On the other hand, by definition and design, the crossover point for all six defined contribution (DC) plans is zero years: under these 401(k)-style plans, a teacher’s total retirement benefits are always worth more than her own cumulative contributions into the system—that’s because the contributions of her employer, plus investment earnings on both, are also included. Teachers in Anchorage (AK), Miami-Dade County (FL), Detroit (MI), Columbus (OH), Greenville County (SC), and Alpine (UT) are covered by DC plans. (Alaska is the only state in which the DC plan is the only option; the others also have either DB or hybrid plans that teachers can choose.)
For teachers in the six hybrid plans analyzed, the median crossover point is ten years. Five districts have the hybrid plan as the only option: Portland (OR), Shelby County (TN), Providence (RI), Fairfax County (VA), and Indianapolis (IN). The sixth district is Seattle (WA), where teachers can choose between a DB and a hybrid plan. Teachers in Shelby County and Portland will reach a crossover point after just five years; teachers in Indianapolis, Providence, and Seattle reach it after ten years; Fairfax County teachers must wait twenty-three years.
So what should states, who sponsor these plans, do about this woeful state of affairs? The best recommendations aren’t always new—but they’re prudent. Dr. Lueken offers three: First, add a DC or other portable account-based plan (which would not defer compensation for new teachers) and allow teachers to choose which plan best meets their needs and circumstances. Second, make the more portable option the default plan. And third, increase wages and reduce benefits, since many new teachers prioritize higher salaries over deferred compensation.
Some states are already doing some of these things—but not nearly enough.

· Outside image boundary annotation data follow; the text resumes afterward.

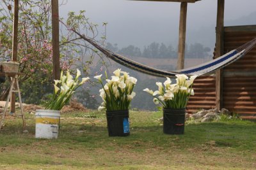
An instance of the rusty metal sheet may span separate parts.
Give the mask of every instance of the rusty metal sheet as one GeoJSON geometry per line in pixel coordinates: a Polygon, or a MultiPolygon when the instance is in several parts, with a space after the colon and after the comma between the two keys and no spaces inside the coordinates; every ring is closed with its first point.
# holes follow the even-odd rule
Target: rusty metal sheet
{"type": "Polygon", "coordinates": [[[195,96],[191,96],[187,105],[187,112],[193,113],[202,109],[214,108],[216,104],[215,77],[200,76],[194,81],[195,96]]]}
{"type": "MultiPolygon", "coordinates": [[[[224,52],[256,38],[256,25],[225,28],[224,52]]],[[[223,108],[244,119],[256,120],[256,47],[223,69],[223,108]]]]}

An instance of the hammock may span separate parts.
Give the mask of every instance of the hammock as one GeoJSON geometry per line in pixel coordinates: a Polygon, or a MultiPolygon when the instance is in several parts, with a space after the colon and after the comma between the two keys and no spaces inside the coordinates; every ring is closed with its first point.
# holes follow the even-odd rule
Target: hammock
{"type": "Polygon", "coordinates": [[[238,47],[237,48],[223,55],[213,59],[209,62],[204,63],[195,67],[189,67],[184,69],[166,71],[160,69],[157,69],[147,66],[136,62],[130,60],[119,54],[112,52],[97,44],[93,40],[81,34],[75,30],[72,30],[75,33],[79,35],[82,39],[88,41],[96,48],[105,54],[108,57],[117,63],[123,65],[127,67],[138,71],[147,74],[159,77],[175,77],[177,74],[185,74],[186,75],[198,75],[209,74],[216,69],[223,68],[226,66],[234,62],[244,55],[250,51],[256,44],[256,38],[245,43],[244,45],[238,47]]]}

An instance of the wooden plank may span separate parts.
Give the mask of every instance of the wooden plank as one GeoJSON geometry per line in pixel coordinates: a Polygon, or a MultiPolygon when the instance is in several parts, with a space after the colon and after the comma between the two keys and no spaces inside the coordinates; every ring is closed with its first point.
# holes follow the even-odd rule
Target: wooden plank
{"type": "Polygon", "coordinates": [[[60,80],[60,30],[59,30],[59,3],[52,0],[52,74],[54,80],[60,80]]]}
{"type": "MultiPolygon", "coordinates": [[[[215,58],[220,57],[223,53],[224,7],[225,0],[218,0],[215,58]]],[[[218,69],[216,71],[216,106],[218,110],[221,109],[223,104],[222,85],[222,71],[221,69],[218,69]]]]}
{"type": "Polygon", "coordinates": [[[184,69],[184,67],[187,9],[188,9],[188,3],[181,3],[180,14],[180,27],[179,27],[179,34],[178,62],[177,66],[177,69],[184,69]]]}
{"type": "Polygon", "coordinates": [[[243,31],[248,32],[248,31],[255,31],[256,25],[239,25],[239,26],[230,26],[225,27],[225,32],[236,32],[236,31],[243,31]]]}
{"type": "Polygon", "coordinates": [[[175,2],[175,3],[195,3],[201,0],[129,0],[133,1],[154,1],[154,2],[175,2]]]}
{"type": "MultiPolygon", "coordinates": [[[[14,14],[12,34],[12,60],[17,61],[18,53],[18,21],[19,21],[19,0],[14,1],[14,14]]],[[[15,93],[12,93],[11,111],[15,112],[15,93]]]]}

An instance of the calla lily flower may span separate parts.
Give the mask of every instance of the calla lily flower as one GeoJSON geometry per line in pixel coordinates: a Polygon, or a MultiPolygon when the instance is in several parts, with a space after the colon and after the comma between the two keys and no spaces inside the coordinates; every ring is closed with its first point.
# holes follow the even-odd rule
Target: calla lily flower
{"type": "Polygon", "coordinates": [[[116,69],[114,72],[113,72],[113,73],[114,73],[114,74],[115,74],[116,76],[119,77],[119,76],[120,76],[120,72],[121,72],[121,69],[116,69]]]}
{"type": "Polygon", "coordinates": [[[155,103],[156,104],[159,104],[159,101],[157,98],[154,98],[154,99],[153,99],[153,102],[154,102],[154,103],[155,103]]]}
{"type": "Polygon", "coordinates": [[[96,76],[94,76],[94,78],[97,79],[100,82],[101,82],[101,76],[102,76],[102,74],[96,76]]]}
{"type": "Polygon", "coordinates": [[[76,69],[76,80],[77,80],[78,78],[81,76],[81,71],[78,69],[76,69]]]}
{"type": "Polygon", "coordinates": [[[119,77],[118,76],[111,76],[111,81],[113,82],[116,82],[119,81],[119,77]]]}
{"type": "Polygon", "coordinates": [[[151,94],[151,95],[153,95],[153,93],[154,93],[153,90],[149,90],[148,88],[145,89],[143,90],[143,91],[144,91],[144,92],[147,92],[147,93],[149,93],[149,94],[151,94]]]}
{"type": "Polygon", "coordinates": [[[118,87],[121,89],[124,89],[126,87],[126,84],[125,83],[124,83],[124,81],[120,81],[118,84],[118,87]]]}
{"type": "Polygon", "coordinates": [[[54,85],[57,85],[58,83],[61,83],[61,80],[54,80],[54,85]]]}
{"type": "Polygon", "coordinates": [[[194,95],[194,90],[191,89],[193,81],[197,76],[189,78],[185,74],[177,74],[177,83],[172,84],[170,78],[166,78],[164,82],[165,88],[163,88],[161,82],[156,82],[158,90],[150,90],[148,88],[145,91],[154,97],[153,101],[158,104],[159,102],[164,108],[184,109],[186,108],[189,96],[194,95]]]}
{"type": "Polygon", "coordinates": [[[104,110],[104,109],[106,109],[106,108],[105,108],[104,106],[99,106],[99,107],[98,108],[98,111],[102,111],[102,110],[104,110]]]}
{"type": "Polygon", "coordinates": [[[82,81],[81,81],[81,83],[79,83],[79,85],[83,85],[83,84],[86,81],[88,81],[89,80],[90,80],[90,78],[88,78],[88,77],[83,78],[82,78],[82,81]]]}
{"type": "Polygon", "coordinates": [[[58,91],[60,91],[60,89],[56,85],[54,85],[54,93],[56,94],[58,91]]]}

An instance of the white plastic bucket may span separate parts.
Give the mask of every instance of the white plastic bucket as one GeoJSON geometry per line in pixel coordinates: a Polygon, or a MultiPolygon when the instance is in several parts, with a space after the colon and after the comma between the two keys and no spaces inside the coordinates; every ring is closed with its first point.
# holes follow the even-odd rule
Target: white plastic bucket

For a nation that places great emphasis on equity, it is astonishing that so many states now tacitly endorse pension systems that are inequitable to current and future generations of new teachers. All of which is even more egregious since DC options have been found to increase the retention rate of new teachers while eliminating the penalty that veterans face if they work past the year that their DB pension wealth peaks. Shrugging our shoulders helped get us into this mess. Now let’s stand straight and quit political posturing as we approach pension reform in 2017.